画像を探す場所が、画像を作る場所になった。写真を載せて25年目の分かれ道

検索結果の中で画像が作られるようになる。
現地で撮った写真でしか人が来ないうちのサイトは、どうなるのか考えた。

画像検索が今年で25年になるらしい。
その節目にGoogleが出した発表を読んで、素直に「そうなるか」と思ったのと、少し身構えたのが同時だった。
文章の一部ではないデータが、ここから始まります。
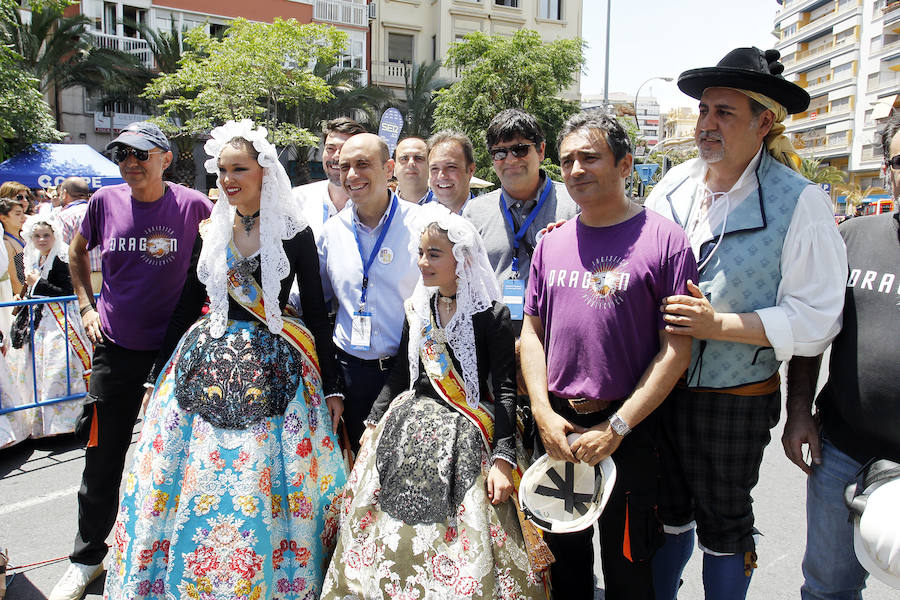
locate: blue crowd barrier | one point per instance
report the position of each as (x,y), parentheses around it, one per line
(29,305)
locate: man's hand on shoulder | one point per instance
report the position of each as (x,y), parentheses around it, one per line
(596,443)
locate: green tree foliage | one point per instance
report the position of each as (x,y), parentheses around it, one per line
(499,72)
(421,84)
(258,71)
(58,51)
(813,170)
(25,117)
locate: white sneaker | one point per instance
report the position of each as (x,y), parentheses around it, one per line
(75,581)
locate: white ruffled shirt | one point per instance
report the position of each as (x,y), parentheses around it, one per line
(810,297)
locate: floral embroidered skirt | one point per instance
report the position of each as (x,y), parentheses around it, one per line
(416,521)
(238,513)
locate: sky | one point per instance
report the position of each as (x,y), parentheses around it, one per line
(662,38)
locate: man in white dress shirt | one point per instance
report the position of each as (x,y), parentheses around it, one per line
(367,267)
(772,267)
(321,200)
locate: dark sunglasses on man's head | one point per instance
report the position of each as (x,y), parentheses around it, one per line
(120,154)
(519,151)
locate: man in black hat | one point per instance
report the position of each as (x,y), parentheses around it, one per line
(758,230)
(145,229)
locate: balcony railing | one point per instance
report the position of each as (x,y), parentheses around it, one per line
(135,46)
(341,12)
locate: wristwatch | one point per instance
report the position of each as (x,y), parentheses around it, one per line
(619,425)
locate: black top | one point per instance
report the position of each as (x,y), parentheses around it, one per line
(304,265)
(495,346)
(860,404)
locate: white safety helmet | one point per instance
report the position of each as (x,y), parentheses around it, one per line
(564,497)
(876,521)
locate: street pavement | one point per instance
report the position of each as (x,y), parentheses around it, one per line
(39,480)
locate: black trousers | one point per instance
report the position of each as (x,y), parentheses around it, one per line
(363,380)
(625,558)
(116,390)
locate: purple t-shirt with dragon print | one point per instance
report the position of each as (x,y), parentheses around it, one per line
(145,249)
(598,291)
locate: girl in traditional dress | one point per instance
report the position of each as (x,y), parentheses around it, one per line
(234,491)
(428,511)
(46,262)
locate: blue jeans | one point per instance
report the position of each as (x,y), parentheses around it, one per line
(830,568)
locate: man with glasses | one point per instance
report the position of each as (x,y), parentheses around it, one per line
(73,194)
(858,414)
(146,229)
(772,267)
(510,218)
(411,170)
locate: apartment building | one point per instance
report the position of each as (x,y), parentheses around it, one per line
(846,54)
(88,121)
(406,32)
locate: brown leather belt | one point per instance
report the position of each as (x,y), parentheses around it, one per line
(586,406)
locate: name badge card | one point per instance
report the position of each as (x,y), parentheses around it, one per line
(514,298)
(361,331)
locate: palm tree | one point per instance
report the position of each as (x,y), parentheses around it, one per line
(58,51)
(421,82)
(813,170)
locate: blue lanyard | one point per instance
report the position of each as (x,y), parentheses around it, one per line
(518,235)
(367,264)
(427,198)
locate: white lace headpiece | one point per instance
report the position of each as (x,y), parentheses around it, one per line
(32,256)
(476,290)
(279,219)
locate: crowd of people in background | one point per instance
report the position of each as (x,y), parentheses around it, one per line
(343,382)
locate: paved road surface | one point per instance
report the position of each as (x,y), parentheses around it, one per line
(39,480)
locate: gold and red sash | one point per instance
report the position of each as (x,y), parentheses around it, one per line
(448,383)
(247,292)
(78,344)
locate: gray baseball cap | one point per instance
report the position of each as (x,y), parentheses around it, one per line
(142,135)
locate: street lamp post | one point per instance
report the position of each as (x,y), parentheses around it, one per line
(638,123)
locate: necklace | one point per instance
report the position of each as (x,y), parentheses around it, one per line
(248,220)
(448,300)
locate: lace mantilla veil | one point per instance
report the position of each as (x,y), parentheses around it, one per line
(476,290)
(279,219)
(31,255)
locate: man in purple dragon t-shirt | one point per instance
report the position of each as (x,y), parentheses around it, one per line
(595,354)
(145,229)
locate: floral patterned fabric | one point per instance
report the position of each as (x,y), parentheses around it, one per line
(475,552)
(214,513)
(50,349)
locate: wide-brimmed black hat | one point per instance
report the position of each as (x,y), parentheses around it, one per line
(747,69)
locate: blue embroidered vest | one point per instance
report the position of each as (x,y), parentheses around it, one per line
(744,272)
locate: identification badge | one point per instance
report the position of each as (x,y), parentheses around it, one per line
(514,298)
(361,331)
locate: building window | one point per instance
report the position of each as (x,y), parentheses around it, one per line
(400,46)
(550,9)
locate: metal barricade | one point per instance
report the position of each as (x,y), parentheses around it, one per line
(30,304)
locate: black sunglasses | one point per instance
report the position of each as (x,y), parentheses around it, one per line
(519,151)
(120,154)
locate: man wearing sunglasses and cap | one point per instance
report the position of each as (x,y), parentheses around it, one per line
(858,414)
(772,267)
(146,229)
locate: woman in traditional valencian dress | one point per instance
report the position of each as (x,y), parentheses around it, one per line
(62,353)
(234,491)
(427,511)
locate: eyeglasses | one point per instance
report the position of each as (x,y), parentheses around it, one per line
(519,151)
(121,153)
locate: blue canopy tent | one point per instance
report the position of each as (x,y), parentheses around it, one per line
(45,165)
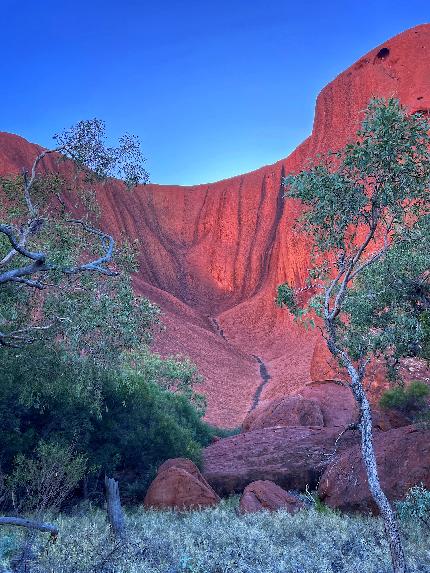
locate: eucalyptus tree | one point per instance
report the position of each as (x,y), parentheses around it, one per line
(367,209)
(60,274)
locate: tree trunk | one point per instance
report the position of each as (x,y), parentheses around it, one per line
(114,509)
(369,459)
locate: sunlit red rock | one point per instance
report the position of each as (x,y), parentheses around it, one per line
(212,255)
(288,411)
(403,459)
(265,495)
(179,485)
(292,457)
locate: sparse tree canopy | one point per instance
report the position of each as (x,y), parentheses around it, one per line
(51,246)
(367,208)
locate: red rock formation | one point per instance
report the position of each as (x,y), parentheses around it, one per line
(293,457)
(179,485)
(266,495)
(288,411)
(403,461)
(212,255)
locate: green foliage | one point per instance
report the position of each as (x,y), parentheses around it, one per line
(416,506)
(121,420)
(220,541)
(44,481)
(411,400)
(85,144)
(62,260)
(367,208)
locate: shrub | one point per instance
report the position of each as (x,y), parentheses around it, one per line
(416,505)
(122,421)
(43,482)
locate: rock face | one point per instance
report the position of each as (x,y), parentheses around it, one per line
(179,485)
(291,457)
(403,457)
(319,404)
(266,495)
(288,411)
(212,255)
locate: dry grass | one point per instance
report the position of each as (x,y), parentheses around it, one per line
(219,541)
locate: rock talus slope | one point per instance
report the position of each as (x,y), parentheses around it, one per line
(212,255)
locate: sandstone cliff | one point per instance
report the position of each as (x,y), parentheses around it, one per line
(212,255)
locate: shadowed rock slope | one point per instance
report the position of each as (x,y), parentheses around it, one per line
(212,255)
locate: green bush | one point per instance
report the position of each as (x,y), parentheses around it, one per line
(409,400)
(122,421)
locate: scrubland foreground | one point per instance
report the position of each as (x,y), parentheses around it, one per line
(220,541)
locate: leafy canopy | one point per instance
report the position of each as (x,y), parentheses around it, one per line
(367,210)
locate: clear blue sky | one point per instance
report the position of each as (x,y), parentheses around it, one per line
(213,88)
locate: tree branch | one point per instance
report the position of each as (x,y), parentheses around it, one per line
(31,524)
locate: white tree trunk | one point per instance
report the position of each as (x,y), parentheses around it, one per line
(369,459)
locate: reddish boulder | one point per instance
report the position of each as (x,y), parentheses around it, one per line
(288,411)
(403,457)
(336,402)
(292,457)
(176,487)
(183,464)
(266,495)
(338,407)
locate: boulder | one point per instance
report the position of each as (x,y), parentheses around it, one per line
(403,458)
(292,457)
(288,411)
(184,464)
(176,487)
(336,402)
(338,407)
(266,495)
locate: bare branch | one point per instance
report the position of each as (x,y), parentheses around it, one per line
(31,524)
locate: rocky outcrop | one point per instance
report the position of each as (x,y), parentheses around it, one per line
(293,457)
(266,495)
(179,485)
(220,250)
(319,404)
(288,411)
(403,458)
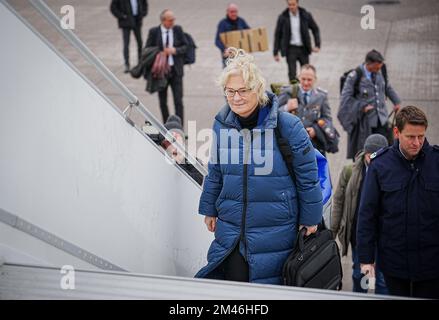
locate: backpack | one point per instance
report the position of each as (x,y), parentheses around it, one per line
(359,73)
(189,57)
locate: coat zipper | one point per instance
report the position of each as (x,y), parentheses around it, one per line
(245,186)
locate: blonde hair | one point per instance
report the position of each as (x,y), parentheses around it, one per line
(241,63)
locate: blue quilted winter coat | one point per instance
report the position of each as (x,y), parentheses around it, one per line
(256,202)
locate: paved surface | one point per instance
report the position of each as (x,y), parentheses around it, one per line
(406,33)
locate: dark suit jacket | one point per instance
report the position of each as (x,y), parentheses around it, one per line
(180,44)
(282,34)
(121,9)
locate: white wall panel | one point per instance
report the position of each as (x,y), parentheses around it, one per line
(70,164)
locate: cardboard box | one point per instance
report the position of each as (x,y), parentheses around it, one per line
(250,40)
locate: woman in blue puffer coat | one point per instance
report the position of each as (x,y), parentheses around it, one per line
(249,200)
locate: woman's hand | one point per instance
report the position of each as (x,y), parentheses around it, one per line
(210,223)
(309,229)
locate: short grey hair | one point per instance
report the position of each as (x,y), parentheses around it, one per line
(242,63)
(162,14)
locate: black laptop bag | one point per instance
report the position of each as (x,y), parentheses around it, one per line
(315,261)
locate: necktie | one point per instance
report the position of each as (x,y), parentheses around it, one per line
(167,39)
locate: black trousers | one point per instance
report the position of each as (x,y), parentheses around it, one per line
(126,42)
(176,83)
(428,289)
(294,54)
(235,268)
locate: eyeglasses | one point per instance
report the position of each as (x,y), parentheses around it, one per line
(243,92)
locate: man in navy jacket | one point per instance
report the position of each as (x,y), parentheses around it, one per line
(399,210)
(231,22)
(130,14)
(171,40)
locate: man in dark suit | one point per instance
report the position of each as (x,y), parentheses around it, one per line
(292,36)
(171,40)
(130,14)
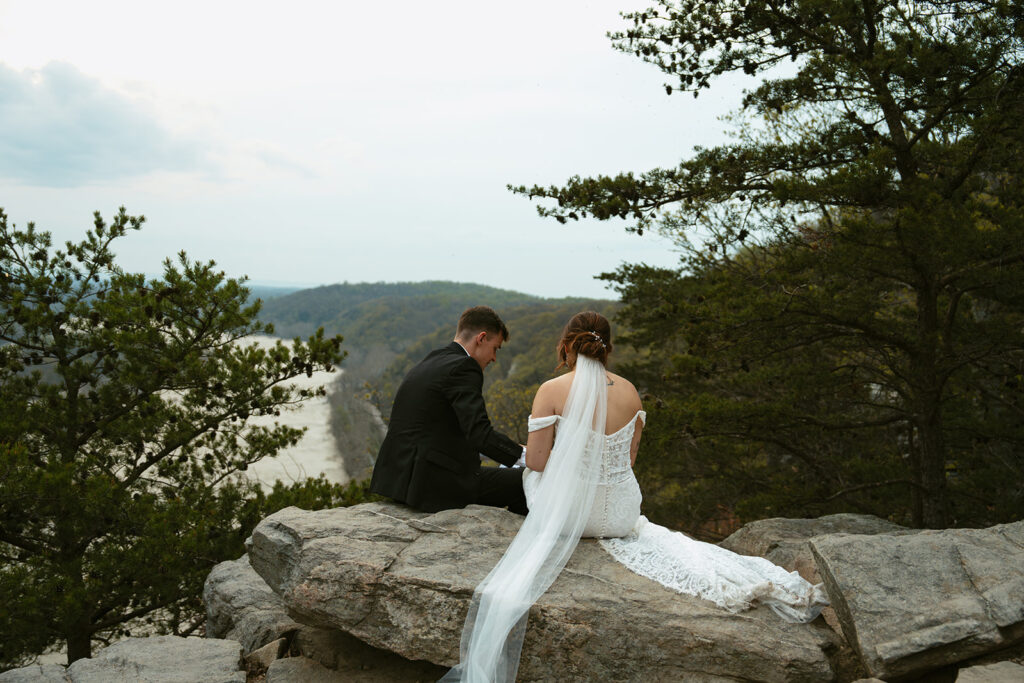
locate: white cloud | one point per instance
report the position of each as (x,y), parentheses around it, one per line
(62,128)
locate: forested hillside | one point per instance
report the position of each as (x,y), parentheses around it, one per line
(388,327)
(390,314)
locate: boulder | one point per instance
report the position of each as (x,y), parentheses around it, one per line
(401,581)
(162,659)
(241,606)
(784,541)
(300,670)
(37,673)
(259,660)
(910,603)
(1001,672)
(360,662)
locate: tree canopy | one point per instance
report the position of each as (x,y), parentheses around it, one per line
(123,432)
(854,257)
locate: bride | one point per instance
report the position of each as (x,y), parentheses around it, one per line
(584,433)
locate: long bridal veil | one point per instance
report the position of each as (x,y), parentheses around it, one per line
(492,637)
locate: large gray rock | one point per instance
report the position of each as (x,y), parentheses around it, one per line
(401,581)
(241,606)
(163,659)
(37,673)
(784,541)
(909,603)
(300,670)
(1001,672)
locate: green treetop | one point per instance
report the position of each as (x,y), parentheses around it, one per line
(123,430)
(867,218)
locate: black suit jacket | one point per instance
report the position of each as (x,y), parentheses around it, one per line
(438,426)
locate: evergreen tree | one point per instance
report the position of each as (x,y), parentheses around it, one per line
(122,435)
(875,188)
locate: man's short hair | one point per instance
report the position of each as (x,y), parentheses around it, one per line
(480,318)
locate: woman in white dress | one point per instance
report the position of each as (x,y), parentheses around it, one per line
(585,432)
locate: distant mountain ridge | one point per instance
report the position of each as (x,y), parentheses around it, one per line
(392,314)
(389,327)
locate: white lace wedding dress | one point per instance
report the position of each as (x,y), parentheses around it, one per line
(673,559)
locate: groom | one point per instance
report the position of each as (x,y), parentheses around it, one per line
(430,458)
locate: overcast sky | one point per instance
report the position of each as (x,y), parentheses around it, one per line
(317,142)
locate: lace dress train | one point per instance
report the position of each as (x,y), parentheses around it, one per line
(730,581)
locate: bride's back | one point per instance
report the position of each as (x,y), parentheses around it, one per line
(624,401)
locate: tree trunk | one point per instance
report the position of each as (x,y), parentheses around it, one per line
(928,388)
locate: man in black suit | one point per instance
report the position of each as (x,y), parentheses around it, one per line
(430,458)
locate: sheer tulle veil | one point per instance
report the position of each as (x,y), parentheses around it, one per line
(492,637)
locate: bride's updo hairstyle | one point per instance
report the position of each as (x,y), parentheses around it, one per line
(587,334)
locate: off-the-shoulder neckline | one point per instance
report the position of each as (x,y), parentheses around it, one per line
(628,423)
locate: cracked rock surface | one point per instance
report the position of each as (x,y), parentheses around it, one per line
(400,580)
(910,603)
(784,541)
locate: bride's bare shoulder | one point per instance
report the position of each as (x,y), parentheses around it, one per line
(620,380)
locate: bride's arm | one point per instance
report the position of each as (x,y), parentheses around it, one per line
(539,442)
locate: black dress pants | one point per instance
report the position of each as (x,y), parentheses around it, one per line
(501,487)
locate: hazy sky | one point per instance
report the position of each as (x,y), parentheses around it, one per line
(316,142)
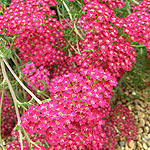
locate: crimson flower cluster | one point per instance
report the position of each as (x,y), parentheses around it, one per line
(57,124)
(108,50)
(143,6)
(40,34)
(79,115)
(110,3)
(120,121)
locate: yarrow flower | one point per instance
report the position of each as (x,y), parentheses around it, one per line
(36,76)
(8,116)
(57,125)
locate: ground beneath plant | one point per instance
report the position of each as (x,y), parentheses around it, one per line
(140,108)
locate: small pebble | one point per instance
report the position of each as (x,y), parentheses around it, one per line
(132,144)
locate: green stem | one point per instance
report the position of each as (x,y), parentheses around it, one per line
(2,96)
(19,70)
(72,20)
(135,2)
(14,99)
(138,45)
(38,101)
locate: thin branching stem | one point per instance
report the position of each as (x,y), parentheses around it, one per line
(2,96)
(14,99)
(15,76)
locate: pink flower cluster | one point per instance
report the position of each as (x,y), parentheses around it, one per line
(120,121)
(110,3)
(81,85)
(40,34)
(143,6)
(59,126)
(36,75)
(108,50)
(8,116)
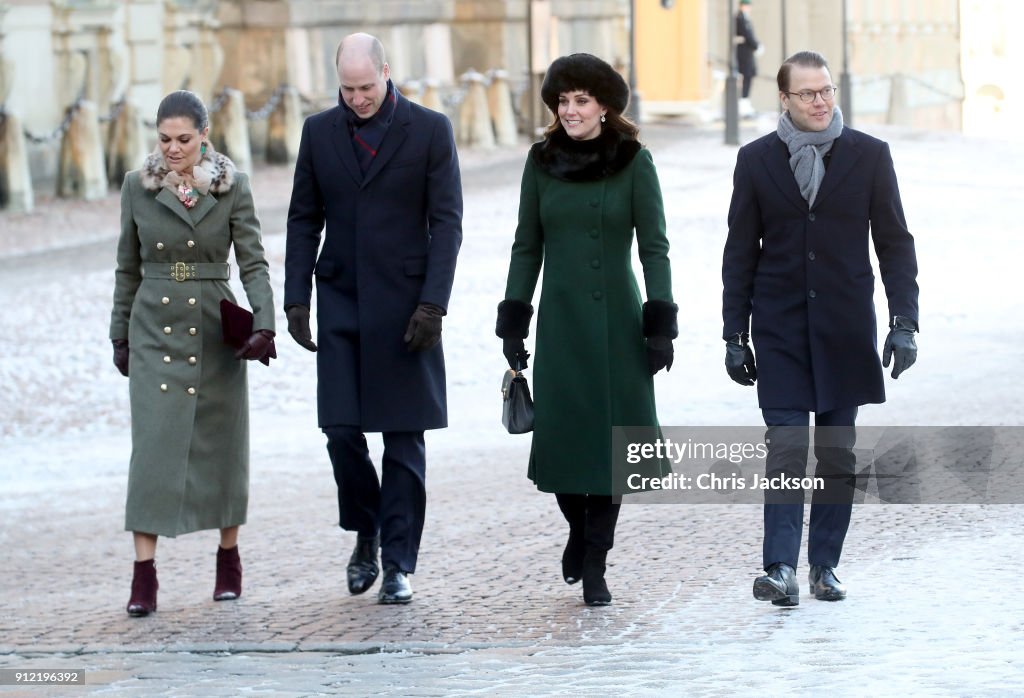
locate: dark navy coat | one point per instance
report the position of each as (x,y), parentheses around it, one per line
(802,277)
(390,243)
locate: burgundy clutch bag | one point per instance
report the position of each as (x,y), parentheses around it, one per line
(237,323)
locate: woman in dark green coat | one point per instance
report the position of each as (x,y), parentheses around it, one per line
(586,187)
(180,216)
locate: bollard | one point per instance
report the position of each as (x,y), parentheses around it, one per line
(474,118)
(285,128)
(126,149)
(81,173)
(500,103)
(230,135)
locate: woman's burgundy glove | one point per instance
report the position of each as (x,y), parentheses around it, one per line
(259,347)
(121,355)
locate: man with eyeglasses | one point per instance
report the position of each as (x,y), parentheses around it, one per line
(798,282)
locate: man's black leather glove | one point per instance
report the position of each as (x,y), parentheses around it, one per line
(739,360)
(121,355)
(515,353)
(659,353)
(298,325)
(424,329)
(900,345)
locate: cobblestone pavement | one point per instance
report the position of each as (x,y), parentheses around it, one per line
(928,612)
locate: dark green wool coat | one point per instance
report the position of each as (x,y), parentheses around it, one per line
(590,364)
(189,409)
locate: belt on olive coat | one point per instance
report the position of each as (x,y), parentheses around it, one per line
(187,271)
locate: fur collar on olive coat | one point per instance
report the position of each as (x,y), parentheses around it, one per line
(584,161)
(215,172)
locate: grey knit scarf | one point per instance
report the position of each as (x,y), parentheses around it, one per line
(807,149)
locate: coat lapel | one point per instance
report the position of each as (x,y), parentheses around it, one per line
(392,140)
(776,158)
(172,203)
(342,141)
(845,155)
(205,206)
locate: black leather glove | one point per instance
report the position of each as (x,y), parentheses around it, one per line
(259,347)
(900,345)
(659,353)
(121,355)
(515,353)
(739,360)
(298,325)
(424,329)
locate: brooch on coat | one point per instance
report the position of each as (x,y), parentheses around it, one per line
(187,194)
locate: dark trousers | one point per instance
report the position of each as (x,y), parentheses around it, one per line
(395,506)
(594,515)
(830,508)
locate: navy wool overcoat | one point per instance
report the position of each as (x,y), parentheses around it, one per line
(801,278)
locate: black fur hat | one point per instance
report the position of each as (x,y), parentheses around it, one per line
(585,72)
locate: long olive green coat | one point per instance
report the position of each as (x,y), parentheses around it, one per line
(189,461)
(590,362)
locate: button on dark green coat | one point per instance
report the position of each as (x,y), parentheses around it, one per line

うちのサイトは、現地で撮った写真がかなりの割合で入口になっている。
だからこの話は、遠くの業界ニュースではなかった。

何があったのか

2026年7月14日、Googleが画像検索25周年に合わせて二つの変更を発表した。
書いたのは検索部門のエンジニアリング責任者で、公式ブログに載っている。

一つめは、検索結果の上に出るAIの要約、いわゆるAI Overviewsの中で画像を生成できるようになること。
使われるのは同社の最新の画像生成モデルで、社内でNano Bananaと呼ばれているものだ。
文章で頼むと、その場で新しい画像が作られる。

提供は今後数週間かけて、まず英語から。
対象は、AIモードでの画像生成にすでに対応している地域すべてとされている。

二つめは、画像検索そのものの入口が変わること。
これまでの検索欄だけの画面から、Web上の画像が並ぶ一覧に変わる。
その並びはリアルタイムで更新され、見ている人の関心に合わせて調整される。
保存した画像のまとまりは、一覧の上にタブとして出る。
こちらは米国のデスクトップ、英語から順に広がっていく。

25年の並びを見ると、流れははっきりしている。
2009年に似た画像、2011年に画像から検索、2018年にカメラをかざす仕組み、2022年に画像と言葉を混ぜた検索。
探す手段が増え続けたところに、今年「作る」が入った。

僕がひっかかったところ

まず、画像検索の役割が変わることだ。

これまで画像検索は、誰かが撮ってどこかに置いた写真を探す場所だった。
探された側には、クリックされて自分のページに人が来るという見返りがあった。
そのやりとりの上に、写真を載せるという行為が成り立っていた。

頼めば作ってもらえるなら、その往復は要らなくなる。
焚き火の雰囲気の絵が欲しいだけの人は、もう誰のページにも来ない。
それは僕にとって痛いことではあるけれど、責められる話でもないと思う。
その人が欲しかったのは僕の写真ではなく、焚き火の絵だった。

二つめは、まだ英語からという但し書きの読み方だ。

「日本語はまだ」を「うちには関係ない」と読むのは、この二年で何度も外してきた。
AIの要約も、画面の作りが変わる話も、たいてい半年から一年で回ってきた。
来るものとして考えたほうが、あとで慌てない。

三つめが、たぶんいちばん大きい。
新しい画像検索の入口が、関心に合わせて調整される流れる一覧になるという点だ。

これは検索というより、SNSを開いたときの見え方に近い。
言葉を打ち込む前に、見るものがもう決まっている。
検索は「探しにいく」動作だったけれど、こうなると「流れてくる」ものになる。
個人でサイトをやっている側からすると、狙いを定める先が消えるようで落ち着かない。

で、僕はどうするか

結局のところ、生成では出せないものに寄せるしかない。
それを具体的に三つに落とした。

一つ、写真に日付と場所と条件を書く。
いつ撮ったのか、どこなのか、天気はどうで、時間は何時ごろか。
作られた絵にはこれが付けられない。
「本当にそこで撮った」ことだけが、こちらに残る強みになる。

二つ、同じ場所を撮り続ける。
去年の同じ週と今年の同じ週。
雨の日と晴れの日。
一枚の絵では代わりにならないものは、たいてい時間の積み上げでできている。

三つ、写真の説明文を、飾りではなく証拠として書く。
画像に付ける代替のテキストも、周りの文章も、これまでは「見えない人のため」と「検索のため」に書いていた。
そこに「これは実物だと示すため」という役目が足された気がしている。

あとは数字を分けて見ることにした。
Search Consoleは画像検索からの流入を分けて出せるので、そこだけ別に並べて記録を始めた。
落ちるなら、いつ落ちたのかを自分の手元に残しておきたい。

探す道具が便利になるたびに、探される側の取り分は減っていく。
25年ぶんの機能追加の一覧を眺めながら、そのことを思っていた。
それでも、僕が撮った写真がその場所に一度あったという事実だけは、誰にも作れない。